Bayesian Variable Selection in Linear Regression in One Pass for Large Datasets

Bayesian models are generally computed with Markov Chain Monte Carlo (MCMC) methods. The main disadvantage of MCMC methods is the large number of iterations they need to sample the posterior distributions of model parameters, especially for large datasets. On the other hand, variable selection remains a challenging problem due to its combinatorial search space, where Bayesian models are a promising solution. In this work, we study how to accelerate Bayesian model computation for variable selection in linear regression. We propose a fast Gibbs sampler algorithm, a widely used MCMC method that incorporates several optimizations. We use a Zellner prior for the regression coefficients, an improper prior on variance, and a conjugate prior Gaussian distribution, which enable dataset summarization in one pass, thus exploiting an augmented set of sufficient statistics. Thereafter, the algorithm iterates in main memory. Sufficient statistics are indexed with a sparse binary vector to efficiently compute matrix projections based on selected variables.
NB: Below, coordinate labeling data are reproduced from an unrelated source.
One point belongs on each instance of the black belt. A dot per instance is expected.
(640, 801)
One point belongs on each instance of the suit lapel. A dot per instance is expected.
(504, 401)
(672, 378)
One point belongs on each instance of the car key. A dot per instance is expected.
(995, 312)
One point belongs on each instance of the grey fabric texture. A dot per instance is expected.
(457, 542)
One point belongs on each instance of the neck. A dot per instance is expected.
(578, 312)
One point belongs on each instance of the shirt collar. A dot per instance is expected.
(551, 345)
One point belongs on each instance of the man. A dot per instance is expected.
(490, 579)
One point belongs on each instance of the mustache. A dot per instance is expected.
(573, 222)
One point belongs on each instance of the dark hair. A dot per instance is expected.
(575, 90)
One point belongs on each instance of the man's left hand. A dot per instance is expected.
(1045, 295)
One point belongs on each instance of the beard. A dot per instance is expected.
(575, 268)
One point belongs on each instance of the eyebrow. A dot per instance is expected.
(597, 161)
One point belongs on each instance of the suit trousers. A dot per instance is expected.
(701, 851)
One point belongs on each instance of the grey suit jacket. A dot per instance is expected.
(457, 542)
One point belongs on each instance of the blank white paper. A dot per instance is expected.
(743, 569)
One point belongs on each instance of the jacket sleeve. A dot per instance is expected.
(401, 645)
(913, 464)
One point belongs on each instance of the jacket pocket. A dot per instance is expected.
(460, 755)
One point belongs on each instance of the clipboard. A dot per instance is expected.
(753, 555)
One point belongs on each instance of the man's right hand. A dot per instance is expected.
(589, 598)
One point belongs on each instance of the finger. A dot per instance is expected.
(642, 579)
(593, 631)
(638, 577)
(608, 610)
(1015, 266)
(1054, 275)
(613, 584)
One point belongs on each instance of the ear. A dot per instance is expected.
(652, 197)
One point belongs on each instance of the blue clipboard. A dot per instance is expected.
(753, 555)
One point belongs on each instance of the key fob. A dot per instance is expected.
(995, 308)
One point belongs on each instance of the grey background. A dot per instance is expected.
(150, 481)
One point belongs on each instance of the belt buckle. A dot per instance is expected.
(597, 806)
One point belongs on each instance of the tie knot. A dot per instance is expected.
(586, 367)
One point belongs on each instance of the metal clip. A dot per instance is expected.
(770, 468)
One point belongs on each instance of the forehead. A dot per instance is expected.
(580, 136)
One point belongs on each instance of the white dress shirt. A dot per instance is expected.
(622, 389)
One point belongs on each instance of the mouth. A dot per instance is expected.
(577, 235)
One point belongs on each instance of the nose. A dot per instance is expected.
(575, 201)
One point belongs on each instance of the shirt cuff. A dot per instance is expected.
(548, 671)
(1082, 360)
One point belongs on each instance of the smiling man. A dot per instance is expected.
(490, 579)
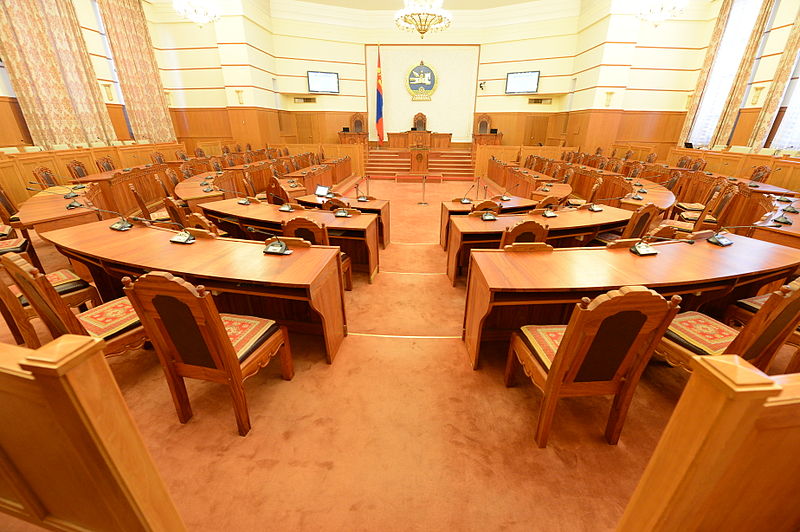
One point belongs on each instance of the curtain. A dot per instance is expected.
(50, 71)
(777, 88)
(702, 79)
(730, 112)
(145, 103)
(729, 55)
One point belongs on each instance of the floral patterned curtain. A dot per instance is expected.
(126, 29)
(49, 68)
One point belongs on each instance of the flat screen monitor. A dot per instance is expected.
(522, 82)
(325, 82)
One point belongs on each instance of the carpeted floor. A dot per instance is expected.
(399, 433)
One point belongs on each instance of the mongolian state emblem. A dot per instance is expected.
(422, 82)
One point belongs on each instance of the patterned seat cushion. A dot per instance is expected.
(700, 334)
(247, 333)
(691, 206)
(543, 341)
(753, 304)
(64, 281)
(110, 319)
(14, 245)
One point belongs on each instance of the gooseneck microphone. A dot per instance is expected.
(69, 195)
(273, 248)
(505, 196)
(465, 200)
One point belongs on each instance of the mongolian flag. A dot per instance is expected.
(379, 103)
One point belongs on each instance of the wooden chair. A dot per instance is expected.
(486, 205)
(105, 164)
(19, 313)
(193, 340)
(144, 210)
(602, 351)
(639, 224)
(44, 176)
(77, 169)
(695, 334)
(524, 231)
(317, 234)
(114, 321)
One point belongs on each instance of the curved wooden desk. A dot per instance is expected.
(507, 290)
(376, 206)
(302, 291)
(357, 235)
(467, 232)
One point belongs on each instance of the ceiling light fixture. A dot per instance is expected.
(423, 16)
(657, 11)
(198, 11)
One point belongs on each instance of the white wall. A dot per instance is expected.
(451, 107)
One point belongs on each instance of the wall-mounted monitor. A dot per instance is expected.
(325, 82)
(522, 82)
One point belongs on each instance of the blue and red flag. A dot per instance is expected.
(379, 103)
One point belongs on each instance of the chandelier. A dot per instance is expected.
(198, 11)
(657, 11)
(423, 16)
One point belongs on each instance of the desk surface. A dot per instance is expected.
(604, 269)
(218, 258)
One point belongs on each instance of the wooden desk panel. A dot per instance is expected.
(359, 238)
(469, 232)
(376, 206)
(506, 290)
(302, 290)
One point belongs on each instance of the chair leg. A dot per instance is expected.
(240, 407)
(285, 357)
(546, 413)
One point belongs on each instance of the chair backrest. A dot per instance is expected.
(145, 211)
(77, 169)
(486, 205)
(769, 328)
(105, 164)
(524, 231)
(183, 324)
(331, 204)
(49, 306)
(612, 336)
(308, 230)
(45, 176)
(174, 211)
(640, 221)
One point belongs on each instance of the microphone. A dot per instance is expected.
(722, 241)
(465, 200)
(244, 201)
(69, 195)
(273, 248)
(642, 248)
(183, 237)
(505, 196)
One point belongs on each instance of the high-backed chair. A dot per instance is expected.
(524, 231)
(77, 169)
(44, 176)
(114, 321)
(639, 224)
(105, 164)
(317, 234)
(693, 333)
(193, 340)
(602, 351)
(19, 313)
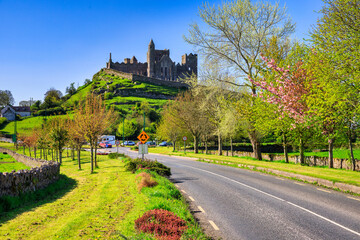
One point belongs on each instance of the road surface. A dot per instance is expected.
(242, 204)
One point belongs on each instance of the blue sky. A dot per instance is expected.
(46, 44)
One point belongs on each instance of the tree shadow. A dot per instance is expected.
(11, 207)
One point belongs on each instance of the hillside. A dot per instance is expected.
(122, 93)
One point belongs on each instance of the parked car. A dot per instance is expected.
(151, 143)
(105, 145)
(164, 144)
(129, 143)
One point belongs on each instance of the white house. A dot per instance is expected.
(10, 112)
(108, 138)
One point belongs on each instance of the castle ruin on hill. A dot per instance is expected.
(159, 65)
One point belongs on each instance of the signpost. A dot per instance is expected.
(184, 139)
(117, 146)
(143, 148)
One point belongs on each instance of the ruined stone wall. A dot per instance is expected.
(137, 78)
(41, 175)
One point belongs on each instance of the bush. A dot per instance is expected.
(3, 122)
(136, 164)
(146, 181)
(116, 155)
(161, 223)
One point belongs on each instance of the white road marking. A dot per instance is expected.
(301, 184)
(201, 209)
(214, 225)
(357, 199)
(280, 199)
(323, 190)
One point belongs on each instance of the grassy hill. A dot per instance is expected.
(123, 94)
(119, 92)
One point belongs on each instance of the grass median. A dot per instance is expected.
(102, 205)
(334, 175)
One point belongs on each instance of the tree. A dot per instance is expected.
(238, 32)
(169, 129)
(71, 89)
(6, 98)
(95, 119)
(336, 39)
(288, 90)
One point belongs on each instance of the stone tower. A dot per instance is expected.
(151, 59)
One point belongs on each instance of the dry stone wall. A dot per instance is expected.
(41, 175)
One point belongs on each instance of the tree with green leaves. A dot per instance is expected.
(236, 35)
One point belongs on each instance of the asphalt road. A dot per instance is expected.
(244, 204)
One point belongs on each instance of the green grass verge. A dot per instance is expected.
(103, 205)
(8, 164)
(334, 175)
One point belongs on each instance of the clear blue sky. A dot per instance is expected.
(52, 43)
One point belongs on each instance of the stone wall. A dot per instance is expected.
(41, 175)
(309, 160)
(138, 78)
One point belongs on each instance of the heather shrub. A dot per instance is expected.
(135, 164)
(162, 223)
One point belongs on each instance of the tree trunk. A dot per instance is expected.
(331, 157)
(301, 150)
(353, 167)
(60, 156)
(219, 145)
(255, 145)
(95, 157)
(206, 150)
(285, 148)
(196, 147)
(78, 151)
(92, 159)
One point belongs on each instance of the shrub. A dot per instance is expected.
(136, 164)
(146, 181)
(3, 121)
(115, 155)
(162, 223)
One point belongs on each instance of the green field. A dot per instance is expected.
(8, 164)
(103, 205)
(335, 175)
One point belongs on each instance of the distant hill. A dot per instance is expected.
(122, 91)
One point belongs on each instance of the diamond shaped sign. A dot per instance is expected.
(143, 137)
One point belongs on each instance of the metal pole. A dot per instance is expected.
(184, 148)
(144, 120)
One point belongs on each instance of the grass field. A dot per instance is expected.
(103, 205)
(335, 175)
(8, 164)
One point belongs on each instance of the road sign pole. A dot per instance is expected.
(184, 147)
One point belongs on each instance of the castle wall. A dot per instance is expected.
(138, 78)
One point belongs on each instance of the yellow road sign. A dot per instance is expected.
(143, 137)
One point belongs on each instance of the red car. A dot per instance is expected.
(105, 145)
Discovered variable subsets probabilities, selecting and discarding each variable, are stored on a hash table for fast retrieval in future iterations. We study how to integrate our algorithm into a Database Management System (DBMS), exploiting aggregate User-Defined Functions for parallel data summarization and stored procedures to manipulate matrices with arrays. An experimental evaluation with real datasets evaluates accuracy and time performance, comparing our DBMS-based algorithm with the R package. Our algorithm is shown to produce accurate results, scale linearly on dataset size, and run orders of magnitude faster than the R package.

[1]  Jerry Nedelman,et al.  Book review: “Bayesian Data Analysis,” Second Edition by A. Gelman, J.B. Carlin, H.S. Stern, and D.B. Rubin Chapman & Hall/CRC, 2004 , 2005, Comput. Stat..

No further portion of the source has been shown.